4.1 Component Dependency Graph¶

api/main.py (FastAPI)
    |
    +-> api/routes/trial_clinical.py (22 endpoints)
    |       |
    |       +-> src/agent.py (TrialIntelligenceAgent)
    |       |       |
    |       |       +-> src/rag_engine.py (TrialRAGEngine)
    |       |       |       |
    |       |       |       +-> src/collections.py (14 schemas)
    |       |       |       +-> src/query_expansion.py (10 maps)
    |       |       |
    |       |       +-> src/clinical_workflows.py (10 workflows)
    |       |       |       |
    |       |       |       +-> src/decision_support.py (5 engines)
    |       |       |       +-> src/knowledge.py (domain knowledge)
    |       |       |       +-> src/models.py (data contracts)
    |       |       |
    |       |       +-> src/cross_modal.py (4 agent integrations)
    |       |
    |       +-> src/export.py (report generation)
    |
    +-> api/routes/reports.py (2 endpoints)
    +-> api/routes/events.py (2 endpoints)
    +-> src/metrics.py (Prometheus)
    +-> config/settings.py (TrialSettings)

4.2 Module Roles¶

Module	Role	Dependencies
`agent.py`	Orchestrator: plan, search, evaluate, synthesize	rag_engine, workflows, cross_modal
`rag_engine.py`	Multi-collection RAG with weighted retrieval	collections, query_expansion
`clinical_workflows.py`	10 workflow implementations	models, knowledge, decision_support
`decision_support.py`	Quantitative scoring engines	models
`knowledge.py`	Static domain knowledge (40 trials, 13 areas, etc.)	-- (no dependencies)
`models.py`	Pydantic data contracts and enums	pydantic
`collections.py`	Milvus schema definitions	models, pymilvus
`query_expansion.py`	Synonym resolution and term expansion	models
`cross_modal.py`	Cross-agent HTTP integration	config/settings
`export.py`	Report formatting and export	models
`metrics.py`	Prometheus metric definitions	prometheus_client
`scheduler.py`	Timed ingest and maintenance	ingest, settings

5. RAG Engine Design¶

5.1 Multi-Collection Search Strategy¶

The RAG engine searches all 14 collections in parallel, with each collection receiving a workflow-specific weight.

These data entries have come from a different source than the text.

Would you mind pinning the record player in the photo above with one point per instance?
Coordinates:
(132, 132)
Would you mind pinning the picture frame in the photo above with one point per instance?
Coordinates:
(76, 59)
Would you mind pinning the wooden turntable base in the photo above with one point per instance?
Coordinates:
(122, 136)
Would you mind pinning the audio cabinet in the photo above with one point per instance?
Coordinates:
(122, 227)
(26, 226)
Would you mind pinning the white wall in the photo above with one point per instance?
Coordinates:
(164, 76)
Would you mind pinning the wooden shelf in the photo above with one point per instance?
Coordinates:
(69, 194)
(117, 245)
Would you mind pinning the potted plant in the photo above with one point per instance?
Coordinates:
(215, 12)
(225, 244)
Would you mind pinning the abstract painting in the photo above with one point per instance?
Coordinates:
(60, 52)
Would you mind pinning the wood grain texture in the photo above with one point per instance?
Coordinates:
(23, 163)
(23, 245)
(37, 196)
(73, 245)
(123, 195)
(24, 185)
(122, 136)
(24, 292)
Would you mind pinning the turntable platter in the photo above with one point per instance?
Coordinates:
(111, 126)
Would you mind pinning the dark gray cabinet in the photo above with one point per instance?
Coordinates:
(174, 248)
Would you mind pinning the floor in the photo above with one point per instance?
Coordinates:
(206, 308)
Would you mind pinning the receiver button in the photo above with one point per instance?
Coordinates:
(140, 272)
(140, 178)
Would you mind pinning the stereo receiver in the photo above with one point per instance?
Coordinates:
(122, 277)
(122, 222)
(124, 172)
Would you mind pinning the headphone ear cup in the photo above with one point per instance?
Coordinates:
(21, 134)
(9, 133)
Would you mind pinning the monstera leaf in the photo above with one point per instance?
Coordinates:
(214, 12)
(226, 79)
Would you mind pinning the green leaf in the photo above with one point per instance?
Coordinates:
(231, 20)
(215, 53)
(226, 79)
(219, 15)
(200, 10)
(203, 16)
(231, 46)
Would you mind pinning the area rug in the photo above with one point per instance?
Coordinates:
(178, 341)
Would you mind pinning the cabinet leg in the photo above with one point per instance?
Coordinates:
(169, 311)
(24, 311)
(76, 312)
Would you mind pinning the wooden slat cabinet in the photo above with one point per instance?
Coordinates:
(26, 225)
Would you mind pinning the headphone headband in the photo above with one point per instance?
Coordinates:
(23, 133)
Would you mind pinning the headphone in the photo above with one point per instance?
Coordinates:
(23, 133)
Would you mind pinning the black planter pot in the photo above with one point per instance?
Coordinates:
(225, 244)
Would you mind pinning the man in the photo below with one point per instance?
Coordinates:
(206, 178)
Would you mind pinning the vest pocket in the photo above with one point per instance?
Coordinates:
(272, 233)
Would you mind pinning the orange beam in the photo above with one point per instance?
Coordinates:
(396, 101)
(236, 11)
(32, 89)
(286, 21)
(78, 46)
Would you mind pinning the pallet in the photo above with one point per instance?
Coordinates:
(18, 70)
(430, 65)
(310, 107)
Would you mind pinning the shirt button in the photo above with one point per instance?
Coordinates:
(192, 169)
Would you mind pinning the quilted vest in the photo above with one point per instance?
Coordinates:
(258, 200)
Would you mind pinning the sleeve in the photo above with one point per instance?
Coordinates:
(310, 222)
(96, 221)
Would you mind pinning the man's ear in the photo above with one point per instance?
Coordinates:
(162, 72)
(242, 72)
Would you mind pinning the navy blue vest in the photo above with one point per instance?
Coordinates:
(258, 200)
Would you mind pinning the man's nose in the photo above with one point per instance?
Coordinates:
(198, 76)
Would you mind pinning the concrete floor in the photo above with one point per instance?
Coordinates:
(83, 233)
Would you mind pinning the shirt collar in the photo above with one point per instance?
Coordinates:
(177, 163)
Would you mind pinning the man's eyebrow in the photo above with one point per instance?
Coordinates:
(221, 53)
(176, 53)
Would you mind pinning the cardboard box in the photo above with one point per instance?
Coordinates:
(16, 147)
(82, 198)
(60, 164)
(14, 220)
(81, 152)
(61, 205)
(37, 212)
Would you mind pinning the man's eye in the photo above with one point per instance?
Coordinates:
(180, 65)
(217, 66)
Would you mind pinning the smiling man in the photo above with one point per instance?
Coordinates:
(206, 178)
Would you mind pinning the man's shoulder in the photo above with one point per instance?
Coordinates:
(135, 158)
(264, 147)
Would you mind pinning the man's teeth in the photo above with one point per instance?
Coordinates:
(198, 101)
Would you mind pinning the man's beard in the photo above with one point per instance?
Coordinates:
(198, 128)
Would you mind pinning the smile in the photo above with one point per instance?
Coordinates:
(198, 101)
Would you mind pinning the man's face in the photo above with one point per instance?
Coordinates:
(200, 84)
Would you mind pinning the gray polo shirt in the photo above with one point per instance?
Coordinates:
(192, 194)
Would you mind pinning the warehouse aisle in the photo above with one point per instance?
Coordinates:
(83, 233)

Results are merged by weighted score and deduplicated.

Query
  |
  v
[Expand Query] --> query_expansion.py
  |
  v
[Embed] --> BGE-small-en-v1.5 (384-dim vector)
  |
  v
[Parallel Search] --> 14 collections x top_k results
  |
  +-> trial_protocols     (weight: varies by workflow)
  +-> trial_eligibility   (weight: varies by workflow)
  +-> ...
  +-> genomic_evidence    (weight: varies by workflow)
  |
  v
[Weight & Merge] --> score = raw_score * collection_weight
  |
  v
[Threshold Filter] --> remove if score < 0.4
  |
  v
[Re-rank] --> sort by weighted score descending
  |
  v
[Return top_k] --> TrialSearchResult list

5.2 Graceful Degradation Levels¶

Level	Milvus	LLM	Peer Agents	Capability
Full	Available	Available	Available	Complete RAG + synthesis + cross-agent
Search-only	Available	Unavailable	Any	Vector search with structured results
Workflow-only	Unavailable	Available	Any	Knowledge-based workflows + LLM synthesis
Minimal	Unavailable	Unavailable	Unavailable	Decision engines + knowledge base queries

6. Workflow Engine Design¶

6.1 Template Method Pattern¶

All workflows follow the BaseTrialWorkflow contract, which enforces a three-phase execution model:

class BaseTrialWorkflow(ABC):
    workflow_type: TrialWorkflowType

    def run(self, inputs: dict) -> WorkflowResult:
        processed = self.preprocess(inputs)    # validate, normalize
        result = self.execute(processed)        # core logic
        result = self.postprocess(result)       # enrich, add warnings
        return result

6.2 Workflow Routing¶

The WorkflowEngine maps TrialWorkflowType enum values to workflow class instances, enabling both automatic detection from query text and explicit routing via the API:

Query Text --> [Detect Keywords] --> TrialWorkflowType
    |
    v
WorkflowEngine.dispatch(workflow_type, inputs)
    |
    v
[Specific Workflow Instance].run(inputs)
    |
    v
WorkflowResult

6.3 Collection Weight Boosting¶

Each workflow overrides the default collection weights to prioritize domain-relevant evidence. For example, the Safety Signal workflow boosts trial_safety to 0.25 (vs. default 0.08), ensuring adverse event data surfaces prominently.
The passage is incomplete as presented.